I always say I'm not really a breakfast person, but to be honest, I don't even know where that comes from. My dad used to make us delicious brunches with Mickey Mouse chocolate chip pancakes, french toast, eggs, hashbrowns, etc., and I never complained. In college, I wasn't big on eggs, but if you asked any of my friends who used to crash on my couch, I made some mean breakfast potatoes and I would never pass up an opportunity to house some loaded tots at Burrito Loco. I suppose I say I'm not a breakfast person because if you gave me the choice, I would almost always pick macaroni and cheese or a cheeseburger over traditional breakfast grub, but I'm working on it - and this egg bake is enough to convert me most days.
My husband informed me that for his mom's surprise 60th birthday brunch, I was in charge of making "that really great egg bake you made over Christmas". I had no idea what his family was talking about. After much deliberation yesterday, I realized what I had actually made was a sausage and cheese stuffed croissant and individual egg-bake cups. This egg bake clearly wasn't exactly what they had asked for but it definitely did not leave anyone disappointed.
We were supposed to bring it over for brunch and have it ready when his parents got home from church. I went back and forth on how best to approach this but remembered I had this great Anchor transport system. I prepped the bacon, mushrooms and shallots the night before as well as cut the asparagus and shredded the cheese. Putting everything in plastic bags made for easy transport and helped make assembly a breeze the day of. The morning of I whisked together the eggs, milk, cheese and spinach. That went in a plastic bag as well, and all got put in the pan to transport to the in-laws. All that was left was to combine ingredients in the baking dish and bake for an hour - this could not be easier and everyone loved it! There wasn't a single piece left.
The only thing I forgot to add to this dish was the best secret ingredient for eggs ever - Dijon Mustard. I would highly recommend adding a tablespoon or two to your egg mixture. It adds a super subtle tang that no one will be able to put their finger on. You're welcome.

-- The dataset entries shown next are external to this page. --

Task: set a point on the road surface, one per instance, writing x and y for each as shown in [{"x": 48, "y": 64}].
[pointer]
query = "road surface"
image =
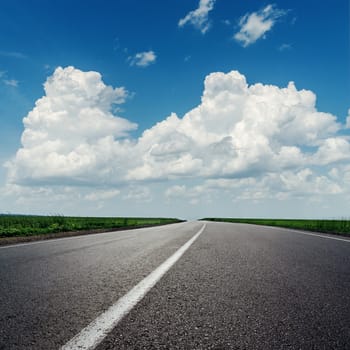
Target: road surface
[{"x": 236, "y": 287}]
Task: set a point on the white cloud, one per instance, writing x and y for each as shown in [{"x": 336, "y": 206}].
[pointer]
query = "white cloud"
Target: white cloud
[
  {"x": 139, "y": 194},
  {"x": 71, "y": 135},
  {"x": 11, "y": 82},
  {"x": 253, "y": 26},
  {"x": 101, "y": 195},
  {"x": 199, "y": 17},
  {"x": 143, "y": 59},
  {"x": 244, "y": 141},
  {"x": 348, "y": 120},
  {"x": 285, "y": 47},
  {"x": 13, "y": 54}
]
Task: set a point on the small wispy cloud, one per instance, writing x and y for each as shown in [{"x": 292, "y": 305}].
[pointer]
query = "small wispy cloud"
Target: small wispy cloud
[
  {"x": 143, "y": 59},
  {"x": 253, "y": 26},
  {"x": 199, "y": 17},
  {"x": 285, "y": 47},
  {"x": 10, "y": 82},
  {"x": 13, "y": 54}
]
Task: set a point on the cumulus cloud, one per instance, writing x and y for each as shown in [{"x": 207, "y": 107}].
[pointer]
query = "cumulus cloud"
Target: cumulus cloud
[
  {"x": 255, "y": 140},
  {"x": 255, "y": 25},
  {"x": 348, "y": 120},
  {"x": 11, "y": 82},
  {"x": 71, "y": 135},
  {"x": 199, "y": 17},
  {"x": 143, "y": 59},
  {"x": 101, "y": 195}
]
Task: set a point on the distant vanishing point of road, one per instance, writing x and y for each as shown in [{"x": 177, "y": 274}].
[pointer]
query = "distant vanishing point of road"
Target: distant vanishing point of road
[{"x": 191, "y": 285}]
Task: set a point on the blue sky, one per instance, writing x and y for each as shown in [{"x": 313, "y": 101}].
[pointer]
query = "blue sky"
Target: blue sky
[{"x": 161, "y": 52}]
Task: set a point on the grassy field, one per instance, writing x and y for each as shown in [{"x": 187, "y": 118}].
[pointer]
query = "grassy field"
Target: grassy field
[
  {"x": 329, "y": 226},
  {"x": 23, "y": 225}
]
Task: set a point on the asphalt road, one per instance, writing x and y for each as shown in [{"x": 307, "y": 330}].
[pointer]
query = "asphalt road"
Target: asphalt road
[{"x": 237, "y": 287}]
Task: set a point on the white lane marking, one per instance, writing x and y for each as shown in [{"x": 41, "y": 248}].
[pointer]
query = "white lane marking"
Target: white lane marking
[
  {"x": 50, "y": 240},
  {"x": 309, "y": 233},
  {"x": 97, "y": 330}
]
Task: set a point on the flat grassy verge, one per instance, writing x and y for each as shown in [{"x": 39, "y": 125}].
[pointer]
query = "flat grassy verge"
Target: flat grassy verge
[
  {"x": 340, "y": 227},
  {"x": 23, "y": 225}
]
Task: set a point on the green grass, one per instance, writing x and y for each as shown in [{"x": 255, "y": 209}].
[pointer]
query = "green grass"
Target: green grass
[
  {"x": 329, "y": 226},
  {"x": 28, "y": 225}
]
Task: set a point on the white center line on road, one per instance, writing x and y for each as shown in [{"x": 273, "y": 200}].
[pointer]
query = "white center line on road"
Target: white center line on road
[{"x": 97, "y": 330}]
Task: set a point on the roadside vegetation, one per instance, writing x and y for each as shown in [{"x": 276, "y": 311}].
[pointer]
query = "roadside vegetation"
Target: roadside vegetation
[
  {"x": 28, "y": 225},
  {"x": 341, "y": 227}
]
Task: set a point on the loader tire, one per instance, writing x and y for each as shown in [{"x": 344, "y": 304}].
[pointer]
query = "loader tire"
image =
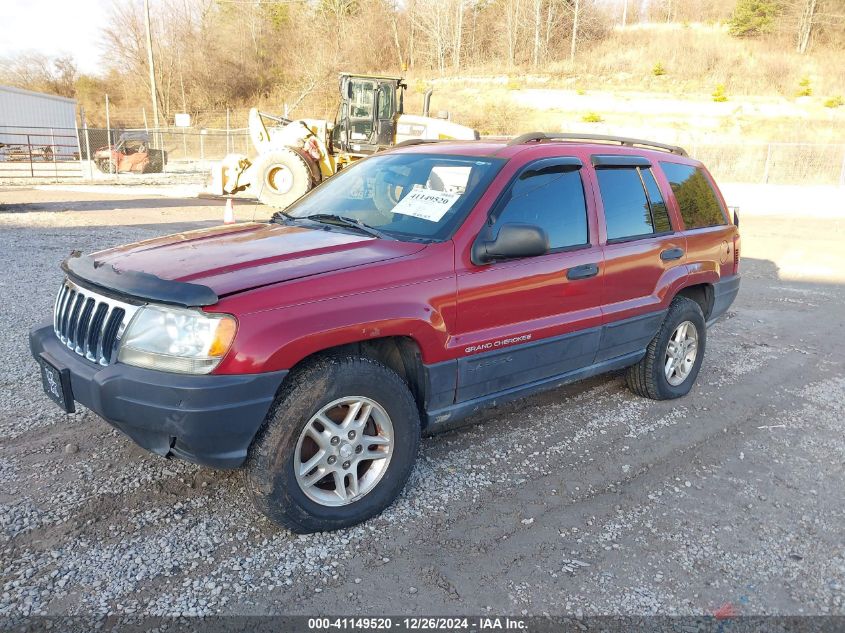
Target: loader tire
[{"x": 281, "y": 177}]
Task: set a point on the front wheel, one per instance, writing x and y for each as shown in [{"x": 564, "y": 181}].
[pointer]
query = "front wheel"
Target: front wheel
[
  {"x": 673, "y": 358},
  {"x": 337, "y": 447}
]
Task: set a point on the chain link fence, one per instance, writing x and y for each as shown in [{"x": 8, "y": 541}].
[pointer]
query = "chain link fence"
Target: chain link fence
[{"x": 98, "y": 154}]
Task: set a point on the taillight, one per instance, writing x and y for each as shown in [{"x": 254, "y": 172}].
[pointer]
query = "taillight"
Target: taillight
[{"x": 736, "y": 253}]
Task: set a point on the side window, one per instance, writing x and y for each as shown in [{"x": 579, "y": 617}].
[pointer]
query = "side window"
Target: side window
[
  {"x": 385, "y": 102},
  {"x": 659, "y": 212},
  {"x": 626, "y": 208},
  {"x": 697, "y": 201},
  {"x": 552, "y": 198}
]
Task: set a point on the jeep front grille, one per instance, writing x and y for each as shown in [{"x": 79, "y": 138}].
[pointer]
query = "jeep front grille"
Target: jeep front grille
[{"x": 89, "y": 323}]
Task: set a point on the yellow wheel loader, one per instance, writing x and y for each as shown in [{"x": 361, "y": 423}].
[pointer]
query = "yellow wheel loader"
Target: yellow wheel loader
[{"x": 295, "y": 155}]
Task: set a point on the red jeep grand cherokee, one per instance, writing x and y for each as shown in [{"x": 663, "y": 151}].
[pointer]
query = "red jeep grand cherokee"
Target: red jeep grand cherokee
[{"x": 400, "y": 296}]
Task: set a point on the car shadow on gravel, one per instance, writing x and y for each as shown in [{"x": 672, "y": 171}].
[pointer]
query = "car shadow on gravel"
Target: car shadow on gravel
[{"x": 133, "y": 204}]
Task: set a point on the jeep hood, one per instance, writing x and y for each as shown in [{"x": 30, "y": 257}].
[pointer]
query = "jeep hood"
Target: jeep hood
[{"x": 190, "y": 268}]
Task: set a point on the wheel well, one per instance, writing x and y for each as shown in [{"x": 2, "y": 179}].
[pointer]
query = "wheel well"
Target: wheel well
[
  {"x": 399, "y": 353},
  {"x": 702, "y": 294}
]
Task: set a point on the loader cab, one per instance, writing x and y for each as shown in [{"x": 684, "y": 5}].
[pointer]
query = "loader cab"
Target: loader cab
[{"x": 366, "y": 118}]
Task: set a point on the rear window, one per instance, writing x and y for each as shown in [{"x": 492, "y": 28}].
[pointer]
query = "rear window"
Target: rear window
[{"x": 697, "y": 201}]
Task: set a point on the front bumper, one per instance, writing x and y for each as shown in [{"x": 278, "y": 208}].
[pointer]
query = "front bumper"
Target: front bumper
[{"x": 209, "y": 420}]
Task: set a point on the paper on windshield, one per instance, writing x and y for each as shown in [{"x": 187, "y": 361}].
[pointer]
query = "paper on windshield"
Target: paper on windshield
[{"x": 426, "y": 204}]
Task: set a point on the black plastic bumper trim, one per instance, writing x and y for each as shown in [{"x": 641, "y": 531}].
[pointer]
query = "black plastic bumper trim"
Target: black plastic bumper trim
[{"x": 210, "y": 420}]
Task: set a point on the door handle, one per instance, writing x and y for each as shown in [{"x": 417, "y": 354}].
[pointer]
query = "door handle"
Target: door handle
[
  {"x": 585, "y": 271},
  {"x": 671, "y": 253}
]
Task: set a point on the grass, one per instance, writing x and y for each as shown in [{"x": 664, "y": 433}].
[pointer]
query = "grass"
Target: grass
[{"x": 835, "y": 101}]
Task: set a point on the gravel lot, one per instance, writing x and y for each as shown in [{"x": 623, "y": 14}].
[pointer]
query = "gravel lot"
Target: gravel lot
[{"x": 583, "y": 500}]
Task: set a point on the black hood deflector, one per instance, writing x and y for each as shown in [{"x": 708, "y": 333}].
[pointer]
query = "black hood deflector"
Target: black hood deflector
[{"x": 87, "y": 270}]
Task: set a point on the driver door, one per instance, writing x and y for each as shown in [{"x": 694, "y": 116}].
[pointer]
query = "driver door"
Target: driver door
[{"x": 530, "y": 319}]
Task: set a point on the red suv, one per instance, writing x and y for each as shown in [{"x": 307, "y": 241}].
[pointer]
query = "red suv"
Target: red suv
[{"x": 400, "y": 296}]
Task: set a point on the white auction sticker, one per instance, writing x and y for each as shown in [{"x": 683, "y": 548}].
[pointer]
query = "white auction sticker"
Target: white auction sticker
[{"x": 426, "y": 204}]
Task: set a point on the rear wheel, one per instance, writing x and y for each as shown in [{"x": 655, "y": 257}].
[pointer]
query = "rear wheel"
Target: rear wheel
[
  {"x": 281, "y": 177},
  {"x": 337, "y": 448},
  {"x": 673, "y": 358}
]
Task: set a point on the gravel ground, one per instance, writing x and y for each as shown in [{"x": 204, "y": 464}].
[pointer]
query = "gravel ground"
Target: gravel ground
[{"x": 584, "y": 500}]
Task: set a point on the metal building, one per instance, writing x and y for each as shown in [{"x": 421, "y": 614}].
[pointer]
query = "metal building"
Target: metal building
[{"x": 36, "y": 119}]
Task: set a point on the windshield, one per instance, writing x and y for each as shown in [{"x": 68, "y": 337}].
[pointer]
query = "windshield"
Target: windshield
[{"x": 408, "y": 196}]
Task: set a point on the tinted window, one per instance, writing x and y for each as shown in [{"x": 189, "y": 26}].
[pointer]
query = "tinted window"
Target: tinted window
[
  {"x": 551, "y": 198},
  {"x": 626, "y": 210},
  {"x": 659, "y": 212},
  {"x": 696, "y": 198}
]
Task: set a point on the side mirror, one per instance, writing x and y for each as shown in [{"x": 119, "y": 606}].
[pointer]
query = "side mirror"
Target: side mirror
[{"x": 513, "y": 241}]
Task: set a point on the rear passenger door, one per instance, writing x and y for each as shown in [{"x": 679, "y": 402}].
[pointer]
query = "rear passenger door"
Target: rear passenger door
[
  {"x": 643, "y": 253},
  {"x": 525, "y": 320}
]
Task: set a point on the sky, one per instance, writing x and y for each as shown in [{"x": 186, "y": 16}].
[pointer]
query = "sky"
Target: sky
[{"x": 55, "y": 27}]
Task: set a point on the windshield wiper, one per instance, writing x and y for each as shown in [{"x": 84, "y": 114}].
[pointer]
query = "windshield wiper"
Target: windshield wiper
[{"x": 342, "y": 220}]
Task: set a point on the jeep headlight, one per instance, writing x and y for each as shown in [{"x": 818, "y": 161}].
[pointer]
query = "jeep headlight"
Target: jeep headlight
[{"x": 177, "y": 339}]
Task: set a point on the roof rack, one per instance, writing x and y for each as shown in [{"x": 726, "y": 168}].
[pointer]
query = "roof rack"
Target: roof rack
[
  {"x": 622, "y": 140},
  {"x": 417, "y": 141}
]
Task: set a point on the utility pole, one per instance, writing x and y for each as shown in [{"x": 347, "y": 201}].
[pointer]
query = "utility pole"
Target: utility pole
[
  {"x": 574, "y": 33},
  {"x": 153, "y": 90}
]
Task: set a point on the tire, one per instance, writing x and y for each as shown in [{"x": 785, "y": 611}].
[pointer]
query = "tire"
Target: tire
[
  {"x": 281, "y": 177},
  {"x": 107, "y": 166},
  {"x": 279, "y": 448},
  {"x": 648, "y": 378}
]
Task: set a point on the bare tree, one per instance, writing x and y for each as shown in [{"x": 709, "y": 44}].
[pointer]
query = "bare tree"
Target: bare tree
[{"x": 805, "y": 25}]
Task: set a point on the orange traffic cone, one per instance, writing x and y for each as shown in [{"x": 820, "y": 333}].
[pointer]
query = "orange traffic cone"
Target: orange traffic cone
[{"x": 229, "y": 213}]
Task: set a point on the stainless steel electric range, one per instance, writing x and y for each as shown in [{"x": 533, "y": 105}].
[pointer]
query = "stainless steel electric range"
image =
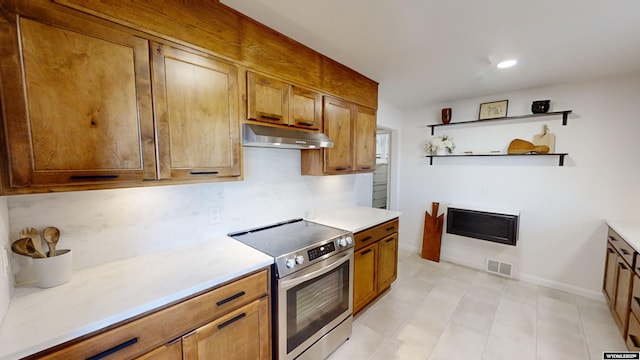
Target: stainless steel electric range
[{"x": 312, "y": 285}]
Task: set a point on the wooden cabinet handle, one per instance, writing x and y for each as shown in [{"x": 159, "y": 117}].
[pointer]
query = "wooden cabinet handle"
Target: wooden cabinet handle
[
  {"x": 93, "y": 177},
  {"x": 305, "y": 123},
  {"x": 113, "y": 350},
  {"x": 203, "y": 173},
  {"x": 270, "y": 117},
  {"x": 231, "y": 321},
  {"x": 230, "y": 298}
]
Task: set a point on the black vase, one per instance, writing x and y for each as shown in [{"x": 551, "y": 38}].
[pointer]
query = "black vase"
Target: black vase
[{"x": 540, "y": 106}]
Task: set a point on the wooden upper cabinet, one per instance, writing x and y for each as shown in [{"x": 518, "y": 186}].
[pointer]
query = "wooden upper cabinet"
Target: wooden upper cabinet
[
  {"x": 277, "y": 102},
  {"x": 196, "y": 107},
  {"x": 77, "y": 103},
  {"x": 352, "y": 128},
  {"x": 267, "y": 99},
  {"x": 305, "y": 108},
  {"x": 338, "y": 125},
  {"x": 365, "y": 139}
]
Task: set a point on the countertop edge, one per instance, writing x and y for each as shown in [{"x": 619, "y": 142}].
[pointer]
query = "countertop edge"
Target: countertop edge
[{"x": 258, "y": 261}]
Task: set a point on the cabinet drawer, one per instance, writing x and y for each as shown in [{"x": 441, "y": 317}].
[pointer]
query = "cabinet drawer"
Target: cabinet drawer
[
  {"x": 622, "y": 247},
  {"x": 373, "y": 234},
  {"x": 141, "y": 335}
]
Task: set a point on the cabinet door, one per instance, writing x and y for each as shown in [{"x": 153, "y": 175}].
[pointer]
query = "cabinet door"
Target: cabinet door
[
  {"x": 365, "y": 276},
  {"x": 610, "y": 274},
  {"x": 365, "y": 139},
  {"x": 83, "y": 113},
  {"x": 196, "y": 103},
  {"x": 170, "y": 351},
  {"x": 267, "y": 99},
  {"x": 241, "y": 334},
  {"x": 338, "y": 125},
  {"x": 388, "y": 261},
  {"x": 305, "y": 108},
  {"x": 624, "y": 278}
]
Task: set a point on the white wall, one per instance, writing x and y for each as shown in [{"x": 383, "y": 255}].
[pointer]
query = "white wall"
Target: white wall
[
  {"x": 108, "y": 225},
  {"x": 390, "y": 118},
  {"x": 6, "y": 283},
  {"x": 562, "y": 228}
]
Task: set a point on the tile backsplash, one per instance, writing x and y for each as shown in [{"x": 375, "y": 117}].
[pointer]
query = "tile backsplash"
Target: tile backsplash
[{"x": 107, "y": 225}]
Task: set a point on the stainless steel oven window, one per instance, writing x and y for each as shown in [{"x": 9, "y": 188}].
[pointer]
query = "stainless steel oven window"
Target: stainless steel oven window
[{"x": 314, "y": 303}]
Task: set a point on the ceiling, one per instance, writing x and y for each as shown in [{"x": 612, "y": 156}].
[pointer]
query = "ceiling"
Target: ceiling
[{"x": 428, "y": 51}]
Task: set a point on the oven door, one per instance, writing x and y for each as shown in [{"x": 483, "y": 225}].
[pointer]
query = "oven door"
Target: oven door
[{"x": 313, "y": 301}]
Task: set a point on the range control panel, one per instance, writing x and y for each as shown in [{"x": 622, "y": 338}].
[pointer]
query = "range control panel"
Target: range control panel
[{"x": 321, "y": 250}]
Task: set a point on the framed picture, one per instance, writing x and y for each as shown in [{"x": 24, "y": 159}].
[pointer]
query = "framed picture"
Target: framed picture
[{"x": 493, "y": 110}]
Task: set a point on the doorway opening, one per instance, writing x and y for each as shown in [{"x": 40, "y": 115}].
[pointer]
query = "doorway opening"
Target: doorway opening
[{"x": 382, "y": 175}]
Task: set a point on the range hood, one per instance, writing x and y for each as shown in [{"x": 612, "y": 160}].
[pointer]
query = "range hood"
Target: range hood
[{"x": 275, "y": 137}]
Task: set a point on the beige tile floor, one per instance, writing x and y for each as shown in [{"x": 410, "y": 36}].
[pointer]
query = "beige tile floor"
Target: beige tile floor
[{"x": 445, "y": 311}]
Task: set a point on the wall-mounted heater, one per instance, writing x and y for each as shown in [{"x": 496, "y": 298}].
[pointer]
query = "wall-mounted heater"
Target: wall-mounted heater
[{"x": 491, "y": 225}]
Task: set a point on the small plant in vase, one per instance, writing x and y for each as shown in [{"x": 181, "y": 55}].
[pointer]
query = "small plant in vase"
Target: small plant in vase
[{"x": 441, "y": 145}]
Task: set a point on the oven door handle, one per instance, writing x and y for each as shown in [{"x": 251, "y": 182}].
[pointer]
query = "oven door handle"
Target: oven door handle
[{"x": 287, "y": 284}]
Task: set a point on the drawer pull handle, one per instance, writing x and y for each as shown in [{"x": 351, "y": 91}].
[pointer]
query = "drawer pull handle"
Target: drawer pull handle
[
  {"x": 230, "y": 298},
  {"x": 231, "y": 321},
  {"x": 203, "y": 173},
  {"x": 113, "y": 350},
  {"x": 270, "y": 117},
  {"x": 93, "y": 177}
]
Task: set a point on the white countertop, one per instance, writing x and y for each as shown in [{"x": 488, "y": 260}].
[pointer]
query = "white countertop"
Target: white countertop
[
  {"x": 630, "y": 231},
  {"x": 355, "y": 219},
  {"x": 103, "y": 295}
]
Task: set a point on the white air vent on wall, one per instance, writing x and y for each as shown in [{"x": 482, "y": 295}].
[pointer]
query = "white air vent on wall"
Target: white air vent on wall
[{"x": 498, "y": 267}]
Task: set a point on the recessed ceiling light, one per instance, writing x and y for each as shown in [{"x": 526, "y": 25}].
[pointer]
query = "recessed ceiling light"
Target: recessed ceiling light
[{"x": 507, "y": 63}]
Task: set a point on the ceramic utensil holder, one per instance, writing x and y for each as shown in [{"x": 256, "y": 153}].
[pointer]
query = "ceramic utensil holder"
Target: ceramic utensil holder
[{"x": 55, "y": 270}]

1 lb. bacon - cooked and crumbled
16 oz. white mushrooms - roughly chopped
1 bundle (or about 1 1/2 c.) asparagus - cut into 1 inch pieces
4 shallots - thinly sliced
2 cloves garlic - minced
salt and pepper to taste
2 T butter
1 t. dried rosemary
1 t. dried thyme
3/4 c. milk
1 c. cheese + 2 c. for topping (I used a pesto-infused Cheddar/Gruyere mix, but a Fontina or Gouda would be great too - or any cheese, let's be real)
1 handful baby spinach
Slice bacon into lardons and cook over medium heat until crisp. Remove to paper towel lined plate to dry. Drain all but 2 T. of bacon grease.
Preheat oven to 375 degrees.
Add shallots to pan with bacon grease and cook over medium-high heat for about 2 minutes. Add mushrooms and stir to combine. Add garlic, salt and pepper, rosemary and thyme. Cook over medium high heat stirring frequently until most liquid has evaporated and mushrooms are browned (10 to 15 minutes)
In a medium-sized mixing bowl, whisk together eggs and milk. Add 1 c. of cheese and spinach, stirring to combine.
Place asparagus, mushroom/shallot mixture and bacon in a 13" x 9" baking dish. Top with egg mixture. Stir to distribute evenly. Top with cheese. Bake at 375 degrees for 1 hour or until eggs are cooked through and top begins to brown.